WM-Qualifikation

Ibrahimovic verhindert Blamage der Schweden

Nächster deutscher Gegner siegt knapp auf den Färöer

- Mit breiter Brust kommt die schwedische Nationalmannschaft sicher nicht zum nächsten Spiel nach Berlin, wo sie am Dienstag im Olympiastadion auf Deutschland trifft (20.45 Uhr, ARD). Die "Tre Kronors" liefen beim Fußball-Zwerg Färöer einem Rückstand hinterher, erst am Ende durften sich die Skandinavier durch den 2:1 (0:0)-Sieg im kleinen Stadion Torsvollur zumindest über den zweiten Sieg in der WM-Qualifikation freuen.
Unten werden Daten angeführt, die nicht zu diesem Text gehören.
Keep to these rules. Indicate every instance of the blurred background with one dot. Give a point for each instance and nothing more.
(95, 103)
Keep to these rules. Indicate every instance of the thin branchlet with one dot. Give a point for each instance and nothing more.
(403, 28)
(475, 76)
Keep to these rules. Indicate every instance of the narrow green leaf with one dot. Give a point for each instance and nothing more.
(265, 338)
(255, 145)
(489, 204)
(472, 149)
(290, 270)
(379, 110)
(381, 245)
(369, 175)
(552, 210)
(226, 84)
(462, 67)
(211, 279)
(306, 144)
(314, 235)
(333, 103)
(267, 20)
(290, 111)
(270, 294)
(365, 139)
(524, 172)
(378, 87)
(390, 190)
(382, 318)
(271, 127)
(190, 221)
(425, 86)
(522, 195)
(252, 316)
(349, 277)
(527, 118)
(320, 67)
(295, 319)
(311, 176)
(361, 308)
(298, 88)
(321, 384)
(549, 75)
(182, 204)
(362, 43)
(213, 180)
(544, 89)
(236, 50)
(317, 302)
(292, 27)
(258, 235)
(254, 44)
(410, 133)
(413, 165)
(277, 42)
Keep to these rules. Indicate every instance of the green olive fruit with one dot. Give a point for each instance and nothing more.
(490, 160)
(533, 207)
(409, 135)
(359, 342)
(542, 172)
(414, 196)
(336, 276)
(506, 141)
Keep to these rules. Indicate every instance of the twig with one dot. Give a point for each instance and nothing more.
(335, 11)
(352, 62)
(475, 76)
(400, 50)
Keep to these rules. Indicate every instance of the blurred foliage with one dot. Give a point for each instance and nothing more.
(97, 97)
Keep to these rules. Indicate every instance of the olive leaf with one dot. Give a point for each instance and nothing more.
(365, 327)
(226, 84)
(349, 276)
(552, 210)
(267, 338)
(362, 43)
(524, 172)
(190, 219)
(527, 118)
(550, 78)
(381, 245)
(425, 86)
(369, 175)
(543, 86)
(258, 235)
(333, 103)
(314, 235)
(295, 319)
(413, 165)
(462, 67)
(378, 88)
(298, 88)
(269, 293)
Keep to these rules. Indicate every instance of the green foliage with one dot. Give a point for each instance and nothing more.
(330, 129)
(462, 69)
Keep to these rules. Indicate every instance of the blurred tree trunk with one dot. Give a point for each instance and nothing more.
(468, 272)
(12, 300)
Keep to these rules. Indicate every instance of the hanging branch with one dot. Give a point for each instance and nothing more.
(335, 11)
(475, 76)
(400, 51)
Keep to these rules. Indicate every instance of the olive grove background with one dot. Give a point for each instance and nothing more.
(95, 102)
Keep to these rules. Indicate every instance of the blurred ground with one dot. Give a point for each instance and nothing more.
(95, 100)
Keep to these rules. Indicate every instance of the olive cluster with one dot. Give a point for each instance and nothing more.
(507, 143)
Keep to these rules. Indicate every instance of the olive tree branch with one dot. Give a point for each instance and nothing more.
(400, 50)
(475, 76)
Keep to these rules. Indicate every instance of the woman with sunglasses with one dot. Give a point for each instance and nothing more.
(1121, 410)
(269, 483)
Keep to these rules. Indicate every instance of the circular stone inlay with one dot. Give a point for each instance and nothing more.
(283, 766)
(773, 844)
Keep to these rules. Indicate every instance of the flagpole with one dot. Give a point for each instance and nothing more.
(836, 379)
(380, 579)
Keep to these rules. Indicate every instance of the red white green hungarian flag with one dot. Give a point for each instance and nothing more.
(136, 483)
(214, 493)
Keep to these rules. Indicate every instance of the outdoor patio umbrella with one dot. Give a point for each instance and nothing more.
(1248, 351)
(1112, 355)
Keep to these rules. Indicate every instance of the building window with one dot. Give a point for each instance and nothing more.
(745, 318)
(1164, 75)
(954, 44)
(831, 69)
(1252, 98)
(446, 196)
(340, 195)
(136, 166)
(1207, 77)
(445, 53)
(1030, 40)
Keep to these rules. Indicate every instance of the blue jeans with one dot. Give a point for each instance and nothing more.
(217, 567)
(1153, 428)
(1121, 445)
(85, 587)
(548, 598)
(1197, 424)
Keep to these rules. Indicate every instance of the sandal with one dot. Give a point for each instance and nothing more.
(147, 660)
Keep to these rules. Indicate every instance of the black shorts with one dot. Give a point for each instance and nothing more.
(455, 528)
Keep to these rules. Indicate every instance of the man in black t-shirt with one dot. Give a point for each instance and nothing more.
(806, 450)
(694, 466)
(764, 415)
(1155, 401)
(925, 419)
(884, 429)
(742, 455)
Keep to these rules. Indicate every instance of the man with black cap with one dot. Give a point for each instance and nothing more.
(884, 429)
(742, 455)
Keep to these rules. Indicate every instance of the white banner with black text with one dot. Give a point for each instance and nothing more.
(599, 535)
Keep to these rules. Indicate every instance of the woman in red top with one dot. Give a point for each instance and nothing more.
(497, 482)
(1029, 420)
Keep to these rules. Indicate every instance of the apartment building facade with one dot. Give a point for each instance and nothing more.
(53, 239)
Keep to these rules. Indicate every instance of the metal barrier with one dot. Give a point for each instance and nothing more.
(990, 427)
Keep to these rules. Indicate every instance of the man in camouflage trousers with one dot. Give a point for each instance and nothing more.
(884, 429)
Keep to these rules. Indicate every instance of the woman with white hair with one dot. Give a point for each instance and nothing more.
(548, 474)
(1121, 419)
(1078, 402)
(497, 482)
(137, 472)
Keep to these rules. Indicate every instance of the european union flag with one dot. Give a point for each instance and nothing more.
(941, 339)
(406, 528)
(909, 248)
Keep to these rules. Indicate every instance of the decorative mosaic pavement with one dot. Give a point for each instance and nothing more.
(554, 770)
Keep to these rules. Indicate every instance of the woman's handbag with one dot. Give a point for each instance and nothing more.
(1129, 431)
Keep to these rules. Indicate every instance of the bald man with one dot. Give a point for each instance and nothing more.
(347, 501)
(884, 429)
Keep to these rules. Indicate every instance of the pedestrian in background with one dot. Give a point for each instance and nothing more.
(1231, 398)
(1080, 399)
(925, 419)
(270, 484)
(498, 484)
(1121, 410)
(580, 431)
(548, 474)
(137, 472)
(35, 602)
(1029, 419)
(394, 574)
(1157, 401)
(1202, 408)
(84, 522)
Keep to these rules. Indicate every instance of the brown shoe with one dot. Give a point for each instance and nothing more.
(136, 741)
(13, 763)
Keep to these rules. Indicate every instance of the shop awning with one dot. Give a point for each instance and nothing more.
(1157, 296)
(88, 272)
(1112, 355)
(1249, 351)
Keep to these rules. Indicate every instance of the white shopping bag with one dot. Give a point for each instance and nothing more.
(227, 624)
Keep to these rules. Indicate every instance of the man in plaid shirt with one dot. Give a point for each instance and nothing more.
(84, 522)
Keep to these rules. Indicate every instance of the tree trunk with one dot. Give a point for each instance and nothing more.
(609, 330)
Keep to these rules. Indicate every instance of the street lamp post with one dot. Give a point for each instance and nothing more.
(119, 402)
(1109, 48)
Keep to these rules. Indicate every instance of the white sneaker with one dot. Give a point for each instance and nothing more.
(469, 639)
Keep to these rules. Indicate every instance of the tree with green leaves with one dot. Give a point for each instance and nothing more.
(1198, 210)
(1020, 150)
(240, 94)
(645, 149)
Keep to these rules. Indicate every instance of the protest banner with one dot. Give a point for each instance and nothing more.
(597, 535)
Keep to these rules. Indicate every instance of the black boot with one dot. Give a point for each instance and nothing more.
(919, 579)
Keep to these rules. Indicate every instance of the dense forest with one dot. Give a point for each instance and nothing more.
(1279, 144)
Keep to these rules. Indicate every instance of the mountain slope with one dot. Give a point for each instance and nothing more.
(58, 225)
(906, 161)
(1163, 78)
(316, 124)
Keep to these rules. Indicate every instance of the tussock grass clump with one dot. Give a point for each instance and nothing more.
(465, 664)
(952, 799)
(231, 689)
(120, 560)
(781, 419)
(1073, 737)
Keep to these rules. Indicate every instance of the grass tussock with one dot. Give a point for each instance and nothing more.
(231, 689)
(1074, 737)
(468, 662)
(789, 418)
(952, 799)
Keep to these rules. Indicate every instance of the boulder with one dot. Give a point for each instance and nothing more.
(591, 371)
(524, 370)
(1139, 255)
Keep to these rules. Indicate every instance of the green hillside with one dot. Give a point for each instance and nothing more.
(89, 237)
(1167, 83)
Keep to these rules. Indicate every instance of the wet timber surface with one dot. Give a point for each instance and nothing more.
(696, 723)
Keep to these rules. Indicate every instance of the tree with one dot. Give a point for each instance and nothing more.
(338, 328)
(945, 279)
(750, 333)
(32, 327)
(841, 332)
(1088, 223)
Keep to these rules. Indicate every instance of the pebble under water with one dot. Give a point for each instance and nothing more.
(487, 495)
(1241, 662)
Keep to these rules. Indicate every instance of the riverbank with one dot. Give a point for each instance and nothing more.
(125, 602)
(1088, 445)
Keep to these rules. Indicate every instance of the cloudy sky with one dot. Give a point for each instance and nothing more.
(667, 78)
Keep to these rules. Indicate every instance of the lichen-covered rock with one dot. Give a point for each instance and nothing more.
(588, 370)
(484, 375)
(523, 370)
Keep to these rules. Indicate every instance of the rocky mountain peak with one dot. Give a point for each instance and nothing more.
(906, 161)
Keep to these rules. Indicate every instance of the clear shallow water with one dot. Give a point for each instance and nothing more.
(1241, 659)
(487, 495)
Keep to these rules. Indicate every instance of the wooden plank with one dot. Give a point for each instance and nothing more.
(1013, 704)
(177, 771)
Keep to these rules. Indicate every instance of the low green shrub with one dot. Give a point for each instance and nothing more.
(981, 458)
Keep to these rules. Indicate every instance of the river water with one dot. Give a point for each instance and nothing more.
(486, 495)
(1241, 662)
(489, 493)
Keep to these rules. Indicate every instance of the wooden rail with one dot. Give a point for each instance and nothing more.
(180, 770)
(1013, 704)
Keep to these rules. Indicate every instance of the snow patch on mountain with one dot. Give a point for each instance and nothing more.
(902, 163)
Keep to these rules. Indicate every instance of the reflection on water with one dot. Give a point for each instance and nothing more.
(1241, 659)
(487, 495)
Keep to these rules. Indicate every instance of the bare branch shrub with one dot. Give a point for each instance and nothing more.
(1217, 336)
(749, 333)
Lange sah es auf den Färöern so aus, als würden die Kicker der 50.000-Einwohner-Nation den haushohen Favoriten zumindest schwer ins Taumeln zu bringen. Der 22-jährige Rogvi Baldvinsson hatte die Hoffnungen der Gastgeber durch seinen Führungstreffer in der 57. Minute sogar genährt, für die große Sensation sorgen zu können. Nur sechs Minuten nach dem Rückstand beraubte Schwedens Alexander Kacaniklic den Außenseiter der Siegillusion. 180 Sekunden nach seiner Einwechslung sorgte der 21-Jährige vom FC Fulham in seinem zweiten Länderspiel für den Ausgleich. Zehn Minuten später drehte Routinier Zlatan Ibrahimovic mit seinem Tor zum 2:1 endgültig das Blatt.

Weniger erfolgreich verlief der Auftritt Österreichs: Trotz geballter Bundesliga-Power kam die Mannschaft von Marcel Koller in Kasachstan nicht über ein 0:0 hinaus und wartet immer noch auf den ersten Sieg. "Es ist kein Rückschritt. Es war ein ganz anderes Spiel als gegen Deutschland", resümierte Koller, nachdem die Österreicher ihr Auftaktmatch zu Hause gegen die DFB-Elf mit 1:2 verloren hatten. In Astana hatte der Coach vor 10.000 Zuschauer seine neun Bundesliga-Legionäre in die Startformation beordert. Es half auch nicht viel. "Die Kasachen sind mit neun Mann hinten gestanden. Da war es schwierig, die Räume zu finden", meinte Koller.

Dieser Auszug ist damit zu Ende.